My Role: Board Member & CTO
In mid-2023, team became obsessed with implementing large language models and transformers. Everyone was talking about ChatGPT, so we decided our next generation product should use LLMs. We hired deep learning researcher from top AI lab, allocated $3M budget, committed half of engineering to the project. Business argument: "customers will want AI," "LLMs can do more with less training data," "transformers are the future." No customers asked for it. We didn't conduct market research. The lead researcher assured us LLM approach would be 10x better than traditional ML. Convinced board (including me) that this was existential—stay with old ML and we'd be obsolete in 2 years.
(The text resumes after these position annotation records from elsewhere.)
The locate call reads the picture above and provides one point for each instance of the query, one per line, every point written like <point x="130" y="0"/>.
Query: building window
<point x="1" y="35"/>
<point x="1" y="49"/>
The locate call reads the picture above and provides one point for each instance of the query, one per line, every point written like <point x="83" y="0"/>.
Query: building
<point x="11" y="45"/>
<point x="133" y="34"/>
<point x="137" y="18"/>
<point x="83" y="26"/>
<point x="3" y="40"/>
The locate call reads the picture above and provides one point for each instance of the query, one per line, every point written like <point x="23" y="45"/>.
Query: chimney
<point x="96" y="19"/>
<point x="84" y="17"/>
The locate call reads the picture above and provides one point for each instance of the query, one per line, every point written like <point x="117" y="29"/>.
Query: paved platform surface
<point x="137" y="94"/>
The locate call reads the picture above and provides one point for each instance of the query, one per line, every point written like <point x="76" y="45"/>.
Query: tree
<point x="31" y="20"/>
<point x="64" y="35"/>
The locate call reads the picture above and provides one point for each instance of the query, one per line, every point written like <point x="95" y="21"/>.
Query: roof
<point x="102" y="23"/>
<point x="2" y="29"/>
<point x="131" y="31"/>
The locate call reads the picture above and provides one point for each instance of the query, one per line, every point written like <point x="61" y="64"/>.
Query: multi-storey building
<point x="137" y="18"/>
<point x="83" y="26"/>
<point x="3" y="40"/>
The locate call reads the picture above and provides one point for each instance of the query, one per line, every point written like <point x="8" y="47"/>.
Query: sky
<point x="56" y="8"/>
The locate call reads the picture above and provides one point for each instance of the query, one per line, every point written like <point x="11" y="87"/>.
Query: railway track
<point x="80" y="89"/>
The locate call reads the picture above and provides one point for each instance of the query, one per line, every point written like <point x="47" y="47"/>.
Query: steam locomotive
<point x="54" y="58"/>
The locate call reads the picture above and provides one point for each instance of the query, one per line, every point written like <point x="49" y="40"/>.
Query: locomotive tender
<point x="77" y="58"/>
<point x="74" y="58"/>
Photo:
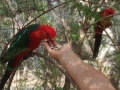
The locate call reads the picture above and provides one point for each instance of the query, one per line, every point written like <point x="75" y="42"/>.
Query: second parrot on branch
<point x="104" y="22"/>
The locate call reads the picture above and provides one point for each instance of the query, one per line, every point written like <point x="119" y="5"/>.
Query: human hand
<point x="57" y="54"/>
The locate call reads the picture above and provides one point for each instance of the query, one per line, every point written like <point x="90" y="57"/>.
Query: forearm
<point x="85" y="76"/>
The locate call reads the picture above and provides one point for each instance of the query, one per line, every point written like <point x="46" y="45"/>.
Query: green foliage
<point x="69" y="20"/>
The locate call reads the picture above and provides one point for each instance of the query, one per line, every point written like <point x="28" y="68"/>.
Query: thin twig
<point x="59" y="67"/>
<point x="46" y="12"/>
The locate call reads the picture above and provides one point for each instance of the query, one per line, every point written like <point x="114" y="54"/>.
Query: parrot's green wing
<point x="20" y="43"/>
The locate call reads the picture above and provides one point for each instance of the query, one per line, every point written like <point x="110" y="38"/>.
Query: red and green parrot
<point x="104" y="22"/>
<point x="27" y="40"/>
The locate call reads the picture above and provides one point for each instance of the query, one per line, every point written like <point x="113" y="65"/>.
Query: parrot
<point x="104" y="22"/>
<point x="25" y="41"/>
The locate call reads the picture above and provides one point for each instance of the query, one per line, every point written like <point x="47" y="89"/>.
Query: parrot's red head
<point x="107" y="12"/>
<point x="49" y="33"/>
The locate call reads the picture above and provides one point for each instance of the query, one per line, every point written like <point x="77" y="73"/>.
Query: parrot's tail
<point x="96" y="46"/>
<point x="7" y="74"/>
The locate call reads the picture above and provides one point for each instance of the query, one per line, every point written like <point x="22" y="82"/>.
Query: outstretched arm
<point x="85" y="76"/>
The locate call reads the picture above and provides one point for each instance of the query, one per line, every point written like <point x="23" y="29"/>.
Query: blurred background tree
<point x="74" y="21"/>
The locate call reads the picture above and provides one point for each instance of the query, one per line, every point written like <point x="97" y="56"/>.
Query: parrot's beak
<point x="53" y="41"/>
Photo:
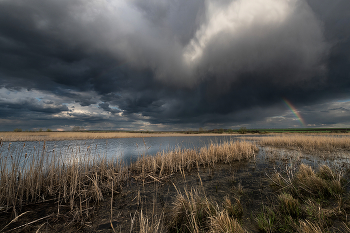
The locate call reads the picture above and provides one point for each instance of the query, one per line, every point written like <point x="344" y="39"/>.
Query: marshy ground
<point x="223" y="188"/>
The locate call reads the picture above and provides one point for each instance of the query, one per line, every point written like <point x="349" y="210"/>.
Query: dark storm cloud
<point x="174" y="62"/>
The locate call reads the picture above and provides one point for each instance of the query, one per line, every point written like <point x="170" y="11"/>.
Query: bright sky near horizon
<point x="174" y="64"/>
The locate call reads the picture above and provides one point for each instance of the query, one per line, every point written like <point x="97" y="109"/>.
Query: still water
<point x="124" y="149"/>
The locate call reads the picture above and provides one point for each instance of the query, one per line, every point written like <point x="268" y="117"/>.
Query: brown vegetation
<point x="81" y="182"/>
<point x="307" y="143"/>
<point x="56" y="136"/>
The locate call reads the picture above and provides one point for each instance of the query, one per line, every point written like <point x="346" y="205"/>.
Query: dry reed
<point x="307" y="143"/>
<point x="26" y="179"/>
<point x="56" y="136"/>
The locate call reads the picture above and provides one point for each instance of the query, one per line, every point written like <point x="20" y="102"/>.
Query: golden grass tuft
<point x="223" y="223"/>
<point x="78" y="182"/>
<point x="188" y="159"/>
<point x="308" y="143"/>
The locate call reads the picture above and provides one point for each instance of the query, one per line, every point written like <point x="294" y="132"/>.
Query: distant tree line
<point x="40" y="130"/>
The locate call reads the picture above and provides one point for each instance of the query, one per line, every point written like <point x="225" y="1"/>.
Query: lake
<point x="124" y="149"/>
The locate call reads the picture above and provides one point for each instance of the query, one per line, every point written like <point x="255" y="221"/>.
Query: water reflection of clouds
<point x="126" y="149"/>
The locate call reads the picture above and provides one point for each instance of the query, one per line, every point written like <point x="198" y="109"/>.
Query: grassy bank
<point x="307" y="143"/>
<point x="81" y="183"/>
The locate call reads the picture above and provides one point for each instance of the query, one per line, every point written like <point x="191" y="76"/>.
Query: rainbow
<point x="295" y="111"/>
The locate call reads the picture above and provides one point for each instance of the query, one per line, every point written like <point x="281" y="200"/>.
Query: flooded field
<point x="228" y="187"/>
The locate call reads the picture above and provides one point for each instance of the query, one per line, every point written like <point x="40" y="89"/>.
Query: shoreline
<point x="61" y="136"/>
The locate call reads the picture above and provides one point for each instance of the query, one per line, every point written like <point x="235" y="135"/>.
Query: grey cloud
<point x="106" y="107"/>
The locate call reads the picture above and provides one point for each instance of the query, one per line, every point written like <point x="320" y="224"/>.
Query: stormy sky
<point x="174" y="64"/>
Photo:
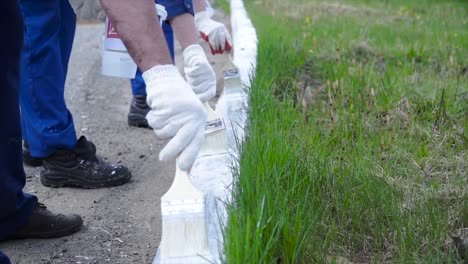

Built LLM-based system took 18 months. Results: 67% accuracy on same test cases. Worse than our old model. We debugged for 3 months—model was hallucinating, producing confident wrong answers. Switched to hybrid approach (LLM with traditional ML guardrails): 89% accuracy. Still worse than original 92%. Cost the company $4M in engineering spend with zero revenue benefit. Meanwhile, our core business slowed—best engineers were on AI project. Customer churn accelerated because product updates stopped. Lost 2 major customers who needed reliability over "AI-ness." Revenue dropped 30%. Stock value tanked. Investors demanded explanation. We eventually killed the LLM project, returned to original ML approach, but 8 months of customer momentum was lost. Total impact: $14M in lost revenue + opportunity cost.
Team proposes LLM pivot
Board approves LLM project, $3M allocated
Deep learning researcher hired, team starts building
First LLM prototype shows promise in early tests
Full LLM system ready for evaluation
Accuracy tests show 67% - worse than baseline
Hybrid approach achieves 89% - still short
First major customer churns due to lack of updates
LLM project killed, return to core ML
"Chasing technology hype kills companies that have product-market fit. Ground truth (customer data) beats researcher theory."
$4M direct spend, $10M in lost revenue and contract value.
Felt stupid. Was convinced by hype and researcher credentials instead of data.
CTO lost credibility with engineering team. Investors questioned board judgment. Some customers switched to competitors.